Babie lato jeszcze z nami! Ale to już ostatnie chwile jesiennego ciepła
Babie lato to złota polska jesień, czyli specyficzna pora roku właściwa dla środkowej części kontynentu. Przepis na babie lato jest prosty: pogodny dzień, samo południe, ciepło i słońce. I choćby godzina pogody. Z łagodnym wiatrem. Tyle tylko trzeba, by pajęczy drobiazg wspiął się na czubki krzewów i zaczął snuć nitki.
Porywane wiatrem szybują w dal niczym na lotni. Za darmo i na los szczęścia. Czasem szczęście im sprzyja. Niekiedy podróżnik kończy w najbliższej kałuży. Czasem pokona dziesiątki kilometrów. Lub kilka kroków. Jeśli tak wielu powierza swój los kapryśnym wiatrom, to ryzykowny interes musi być opłacalny. Na piechotę, mimo posiadania czterech par odnóży pajęczy drobiazg nigdy nie pokonałby takich odległości.

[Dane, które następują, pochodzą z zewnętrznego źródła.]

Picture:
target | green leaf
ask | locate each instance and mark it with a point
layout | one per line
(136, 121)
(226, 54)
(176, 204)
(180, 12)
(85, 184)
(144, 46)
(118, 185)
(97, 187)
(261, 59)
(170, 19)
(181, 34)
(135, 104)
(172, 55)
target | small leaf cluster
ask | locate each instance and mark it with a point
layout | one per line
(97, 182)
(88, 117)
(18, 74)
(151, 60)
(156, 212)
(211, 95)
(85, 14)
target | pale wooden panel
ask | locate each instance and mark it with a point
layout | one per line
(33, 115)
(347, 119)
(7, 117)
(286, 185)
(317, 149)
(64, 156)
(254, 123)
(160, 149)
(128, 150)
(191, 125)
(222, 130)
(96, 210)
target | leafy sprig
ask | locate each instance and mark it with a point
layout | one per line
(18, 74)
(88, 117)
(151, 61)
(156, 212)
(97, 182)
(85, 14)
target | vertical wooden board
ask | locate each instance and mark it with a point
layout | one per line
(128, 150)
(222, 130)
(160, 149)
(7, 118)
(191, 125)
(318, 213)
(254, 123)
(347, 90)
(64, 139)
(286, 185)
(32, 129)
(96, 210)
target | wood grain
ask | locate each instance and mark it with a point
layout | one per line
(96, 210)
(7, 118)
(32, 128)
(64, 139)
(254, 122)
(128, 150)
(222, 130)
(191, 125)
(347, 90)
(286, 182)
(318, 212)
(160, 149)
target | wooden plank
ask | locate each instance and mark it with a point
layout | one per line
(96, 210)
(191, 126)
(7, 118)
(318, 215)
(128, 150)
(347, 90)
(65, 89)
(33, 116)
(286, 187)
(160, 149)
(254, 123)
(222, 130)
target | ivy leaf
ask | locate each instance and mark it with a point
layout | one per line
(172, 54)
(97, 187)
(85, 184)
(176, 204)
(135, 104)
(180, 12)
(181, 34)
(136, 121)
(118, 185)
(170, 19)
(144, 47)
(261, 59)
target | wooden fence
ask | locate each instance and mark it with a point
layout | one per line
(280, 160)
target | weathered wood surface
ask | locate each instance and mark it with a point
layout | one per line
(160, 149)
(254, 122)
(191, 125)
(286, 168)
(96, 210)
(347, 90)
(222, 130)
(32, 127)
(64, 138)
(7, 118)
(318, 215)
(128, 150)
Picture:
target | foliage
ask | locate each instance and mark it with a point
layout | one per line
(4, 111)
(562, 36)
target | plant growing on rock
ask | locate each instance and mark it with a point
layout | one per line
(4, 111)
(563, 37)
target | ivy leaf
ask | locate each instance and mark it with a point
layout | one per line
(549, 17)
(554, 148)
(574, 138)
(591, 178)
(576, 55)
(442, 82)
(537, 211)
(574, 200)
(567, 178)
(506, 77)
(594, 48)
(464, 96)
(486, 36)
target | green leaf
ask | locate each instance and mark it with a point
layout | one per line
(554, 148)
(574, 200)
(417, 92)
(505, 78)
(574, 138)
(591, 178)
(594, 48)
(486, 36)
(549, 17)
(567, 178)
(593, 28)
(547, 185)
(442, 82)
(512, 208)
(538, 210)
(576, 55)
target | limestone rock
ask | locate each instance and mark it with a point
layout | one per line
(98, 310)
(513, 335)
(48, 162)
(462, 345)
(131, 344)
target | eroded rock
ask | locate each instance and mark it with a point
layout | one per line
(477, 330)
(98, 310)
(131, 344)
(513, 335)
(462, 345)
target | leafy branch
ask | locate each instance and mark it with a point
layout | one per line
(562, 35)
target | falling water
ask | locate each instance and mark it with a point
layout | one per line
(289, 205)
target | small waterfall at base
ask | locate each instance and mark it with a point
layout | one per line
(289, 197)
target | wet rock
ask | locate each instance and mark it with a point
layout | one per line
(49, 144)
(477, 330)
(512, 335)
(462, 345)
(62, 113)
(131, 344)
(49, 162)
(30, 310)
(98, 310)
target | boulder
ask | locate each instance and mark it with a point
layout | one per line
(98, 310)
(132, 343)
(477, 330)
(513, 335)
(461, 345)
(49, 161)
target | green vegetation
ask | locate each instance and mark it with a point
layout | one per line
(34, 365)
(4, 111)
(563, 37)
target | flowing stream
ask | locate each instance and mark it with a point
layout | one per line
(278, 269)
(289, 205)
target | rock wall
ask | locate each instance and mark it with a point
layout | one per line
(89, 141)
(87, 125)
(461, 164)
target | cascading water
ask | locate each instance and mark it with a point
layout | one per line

Teraz kilka słów o perspektywach złotej jesieni. Dzisiaj w samo południe na suchych trawach znalazłem długie nici, które nie były łownymi pajęczynami. To dobrze rokuje, ale ... niestety, mamy końcówkę października. Z nocnymi przymrozkami. I coraz krótszymi dniami. Fala ciepła jaka nadeszła wygląda na krótki i chwilowy epizod. Jeśli słonecznych godzin jest mniej, to i ciepła ogrzewającego powierzchnię ziemi też ubywa. Listopadowe słoty za pasem. Póki co, cieszmy się tym co mamy.